Probabilmente entrambe le considerazioni; sta di fatto che questa liquidità invece che andare sui mercati finanziari che avrebbero necessità di una rivalutazione dei corsi e nell’economia reale che tende a crescere ma senza particolari entusiasmi continua a fluire soprattutto sui mercati obbligazionari considerati sicuri, che continuano a gonfiarsi anche con rendimenti sempre più negativi e sui mercati azionari selettivamente, cioè su quelli che sembrano maggiormente immuni alle turbolenze economiche e geopolitiche.

Il mercato USA ha queste caratteristiche e nonostante un calo degli utili, nonostante che le azioni siano sostenute essenzialmente dai piani di buyback riesce a rimanere a galla nonostante la sua forza relativa abbia raggiunto gli stessi livelli di quando gli Stati Uniti erano l’unica superpotenza economica del mondo capitalistico.

Cosa può cambiare questa tendenza?. Un evento cataclismatico che faccia cessare i trend in essere oramai da tempo e riversi quindi la liquidità su nuove idee e nuove considerazioni.

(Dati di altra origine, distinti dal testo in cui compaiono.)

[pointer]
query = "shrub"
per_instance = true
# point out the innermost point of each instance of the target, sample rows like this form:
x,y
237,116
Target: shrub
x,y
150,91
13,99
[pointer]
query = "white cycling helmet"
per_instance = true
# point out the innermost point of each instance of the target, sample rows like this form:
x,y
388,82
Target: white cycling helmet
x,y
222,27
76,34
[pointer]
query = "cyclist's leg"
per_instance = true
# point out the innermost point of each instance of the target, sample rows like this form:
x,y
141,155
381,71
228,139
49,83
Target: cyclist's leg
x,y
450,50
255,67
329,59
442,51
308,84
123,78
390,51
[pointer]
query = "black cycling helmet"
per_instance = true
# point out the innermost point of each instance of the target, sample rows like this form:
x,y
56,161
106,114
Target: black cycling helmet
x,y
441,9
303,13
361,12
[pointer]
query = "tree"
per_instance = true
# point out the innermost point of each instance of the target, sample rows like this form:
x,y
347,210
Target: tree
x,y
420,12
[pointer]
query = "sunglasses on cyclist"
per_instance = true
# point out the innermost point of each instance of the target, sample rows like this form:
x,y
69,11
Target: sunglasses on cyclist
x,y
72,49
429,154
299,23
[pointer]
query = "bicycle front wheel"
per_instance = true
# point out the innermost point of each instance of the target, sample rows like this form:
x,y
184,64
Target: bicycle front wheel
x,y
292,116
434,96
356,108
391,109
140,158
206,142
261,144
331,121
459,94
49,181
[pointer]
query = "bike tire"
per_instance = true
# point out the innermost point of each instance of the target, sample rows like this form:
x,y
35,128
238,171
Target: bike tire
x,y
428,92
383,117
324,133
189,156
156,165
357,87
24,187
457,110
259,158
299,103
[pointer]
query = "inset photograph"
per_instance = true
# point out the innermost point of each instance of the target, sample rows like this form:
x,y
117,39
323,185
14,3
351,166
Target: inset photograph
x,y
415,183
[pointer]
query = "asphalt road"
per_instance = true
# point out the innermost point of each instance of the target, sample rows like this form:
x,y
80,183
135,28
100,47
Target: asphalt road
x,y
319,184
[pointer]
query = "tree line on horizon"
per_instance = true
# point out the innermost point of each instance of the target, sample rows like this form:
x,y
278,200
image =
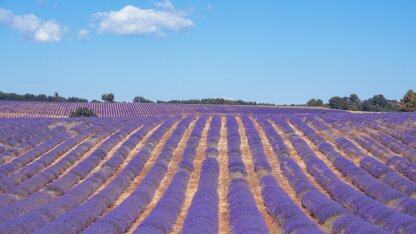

Essendo trend davvero secolari riteniamo che il cambio di tendenza potrà avvenire solo quando il modello economico USA sarà soppiantato da qualche altro modello di crescita o comunque affiancato da modelli di crescita differenti e riteniamo che una inversione degli andamenti dei tassi secolare possa essere il segnale tecnico di questa inversione.